Asked whether he wanted the troops there to “strike” Iran at a later time, Trump responded: “No… All I want to do is be able to watch.”
“We have an unbelievable and expensive military base built in Iraq. It’s perfectly situated for looking at all over different parts of the troubled Middle East rather than pulling up,” he added.
Trump announced in December that all US military troops in Syria would return home in the coming months while the number of US forces in Afghanistan would also be reduced drastically.
Trump made an unannounced stop at Ain al-Asad base on Christmas, in a visit that drew fire from Iraqi officials and their counterparts in Iran and other neighboring countries.
Sabah al-Saadi, a member of parliament in the bloc led by influential anti-American cleric Moqtada Sadr, has proposed a bill demanding a US pullout.
Deputy speaker of parliament Hassan Karim al-Kaabi, also close to Sadr, said Monday Trump’s latest remarks have made passing such a law “a national duty” because they are a violation of Iraq’s sovereignty and constitution.
The remarks, he said, are a “new provocation,” weeks after the US president sparked outrage in Iraq by visiting US troops without meeting a single Iraqi official.
The Iraqi parliament, he said, will soon pass a bill that will end the ongoing security agreement with Washington as well as the presence of all foreign forces in Iraq.
Kaabi asserted that his country would never become a launchpad for attacks or a US backyard for intelligence gathering against other countries.
Iraqi leaders say there are no American bases on its soil, stressing that only instructors are deployed at Iraqi bases.
Kurdish MP Sarkawt Shams tweeted that the mission of US troops in Iraq was “to help Iraqi security forces against terrorism, not ‘watching’ others.”
“We are expecting the United States to respect our mutual interests and avoid pushing Iraq into a regional conflict,” he said.
Trump’s comments ‘embarrassing’ for Baghdad
Iraq’s former foreign minister Hoshyar Zebari also condemned Trump’s remarks, saying they were embarrassing for Baghdad.
The veteran Kurdish politician warned Iraqi officials that the country would face difficult choices in future following Trump’s controversial statements.
Jaafar al-Husseini, a spokesman for the Iraqi pro-government Kata’ib Hezbollah voluntary forces, warned the Trump administration against mounting offensives against Iran and Syria from Iraq.
He also called on parliament to speed up legislation to drive out foreign forces, warning that the anti-terror force won’t wait long.
The spokesman noted that Iraq’s security agencies should deem American military forces as “appropriate targets” as Iraqi resistance groups already do.
‘Greatest mistake US ever made’
In his interview on Sunday, Trump once again called the US war on Iraq as “one of the greatest mistakes” the United States had ever made.
He also defended his attacks on US intelligence assessments on Iran, saying they tend to miscalculate as they led former President George W. Bush into attacking Iraq by claiming that Baghdad had weapons of mass destruction (WMDs).

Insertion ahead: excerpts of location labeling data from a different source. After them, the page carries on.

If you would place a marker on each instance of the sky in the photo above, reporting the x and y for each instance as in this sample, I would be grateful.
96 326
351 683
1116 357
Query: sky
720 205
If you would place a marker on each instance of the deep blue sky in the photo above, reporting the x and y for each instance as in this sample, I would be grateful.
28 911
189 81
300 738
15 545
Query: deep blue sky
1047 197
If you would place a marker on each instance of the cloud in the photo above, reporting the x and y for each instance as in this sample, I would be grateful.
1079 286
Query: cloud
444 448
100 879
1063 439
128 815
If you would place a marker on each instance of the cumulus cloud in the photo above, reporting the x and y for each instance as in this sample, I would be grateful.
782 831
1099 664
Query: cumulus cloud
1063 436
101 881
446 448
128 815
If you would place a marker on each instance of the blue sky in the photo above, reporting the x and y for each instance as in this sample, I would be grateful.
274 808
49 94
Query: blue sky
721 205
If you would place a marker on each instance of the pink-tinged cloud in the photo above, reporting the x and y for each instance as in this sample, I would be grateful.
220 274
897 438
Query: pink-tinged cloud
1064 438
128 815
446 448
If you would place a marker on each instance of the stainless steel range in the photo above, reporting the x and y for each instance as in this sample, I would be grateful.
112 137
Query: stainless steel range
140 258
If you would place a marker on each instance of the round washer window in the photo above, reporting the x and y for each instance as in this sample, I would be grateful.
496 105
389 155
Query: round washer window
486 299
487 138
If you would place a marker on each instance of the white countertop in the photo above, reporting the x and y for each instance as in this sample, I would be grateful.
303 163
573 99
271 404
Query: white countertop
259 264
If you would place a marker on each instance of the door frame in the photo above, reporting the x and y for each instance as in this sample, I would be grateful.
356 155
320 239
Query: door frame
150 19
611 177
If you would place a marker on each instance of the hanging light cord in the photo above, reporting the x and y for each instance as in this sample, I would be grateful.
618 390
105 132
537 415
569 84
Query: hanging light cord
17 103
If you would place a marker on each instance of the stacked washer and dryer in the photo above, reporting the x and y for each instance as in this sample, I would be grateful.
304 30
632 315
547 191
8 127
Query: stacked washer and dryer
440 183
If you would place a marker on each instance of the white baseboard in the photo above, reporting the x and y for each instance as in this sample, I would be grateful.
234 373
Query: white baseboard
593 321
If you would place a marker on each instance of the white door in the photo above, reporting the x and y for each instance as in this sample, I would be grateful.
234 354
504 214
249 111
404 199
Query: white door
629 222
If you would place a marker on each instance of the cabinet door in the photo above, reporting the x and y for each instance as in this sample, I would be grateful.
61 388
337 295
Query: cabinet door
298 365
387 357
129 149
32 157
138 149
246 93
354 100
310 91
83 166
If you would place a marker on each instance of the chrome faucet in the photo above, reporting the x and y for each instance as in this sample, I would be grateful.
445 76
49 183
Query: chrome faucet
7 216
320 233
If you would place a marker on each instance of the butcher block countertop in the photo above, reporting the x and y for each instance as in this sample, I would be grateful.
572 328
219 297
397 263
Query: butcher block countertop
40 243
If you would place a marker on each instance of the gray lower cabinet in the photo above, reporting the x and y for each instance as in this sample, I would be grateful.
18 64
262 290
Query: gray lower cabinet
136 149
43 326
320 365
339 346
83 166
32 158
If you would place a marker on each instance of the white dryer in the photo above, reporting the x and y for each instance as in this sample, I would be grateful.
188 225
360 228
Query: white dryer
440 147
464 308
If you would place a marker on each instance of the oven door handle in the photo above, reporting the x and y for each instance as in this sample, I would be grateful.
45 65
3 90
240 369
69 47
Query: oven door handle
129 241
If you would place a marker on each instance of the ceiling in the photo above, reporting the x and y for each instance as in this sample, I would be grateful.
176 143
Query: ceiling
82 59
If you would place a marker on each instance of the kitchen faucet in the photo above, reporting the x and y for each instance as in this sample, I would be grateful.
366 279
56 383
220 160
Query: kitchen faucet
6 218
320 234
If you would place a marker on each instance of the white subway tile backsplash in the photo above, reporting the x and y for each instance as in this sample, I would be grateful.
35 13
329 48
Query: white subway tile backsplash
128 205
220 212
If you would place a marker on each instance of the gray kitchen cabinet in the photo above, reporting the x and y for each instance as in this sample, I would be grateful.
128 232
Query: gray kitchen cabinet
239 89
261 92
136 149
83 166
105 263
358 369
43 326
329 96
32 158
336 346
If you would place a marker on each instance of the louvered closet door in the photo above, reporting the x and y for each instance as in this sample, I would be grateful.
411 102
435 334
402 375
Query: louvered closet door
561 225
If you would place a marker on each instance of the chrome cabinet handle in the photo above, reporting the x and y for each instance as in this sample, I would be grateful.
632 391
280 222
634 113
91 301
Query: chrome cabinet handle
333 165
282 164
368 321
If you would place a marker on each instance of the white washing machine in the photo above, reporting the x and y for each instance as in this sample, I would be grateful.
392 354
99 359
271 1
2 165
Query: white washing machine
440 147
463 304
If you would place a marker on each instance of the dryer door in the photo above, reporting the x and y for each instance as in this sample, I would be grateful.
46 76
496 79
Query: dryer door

“President Bush had intel people that said Saddam Hussein in Iraq had nuclear weapons- had all sorts of weapons of mass destruction. Guess what? Those intel people didn’t know what the hell they were doing, and they got us tied up in a war that we should have never been in,” he said.
Last Wednesday, Trump went on a twitter rant to attack his intelligence chiefs’ assessments on Iran’s growing power despite Washington’s pressure campaign following his pullout from the 2015 Iran nuclear deal.
The tweets came in response to Tuesday statements by CIA Director Gina Haspel and Director of National Intelligence Dan Coats before the US Senate Intelligence Committee.
Haspel told the panel that despite Trump’s decision last May to withdraw from the nuclear deal, the Islamic Republic had been “making some preparations that would increase their ability to take a step back.”
Coats also acknowledged that Tehran was not seeking to develop nuclear weapons capabilities.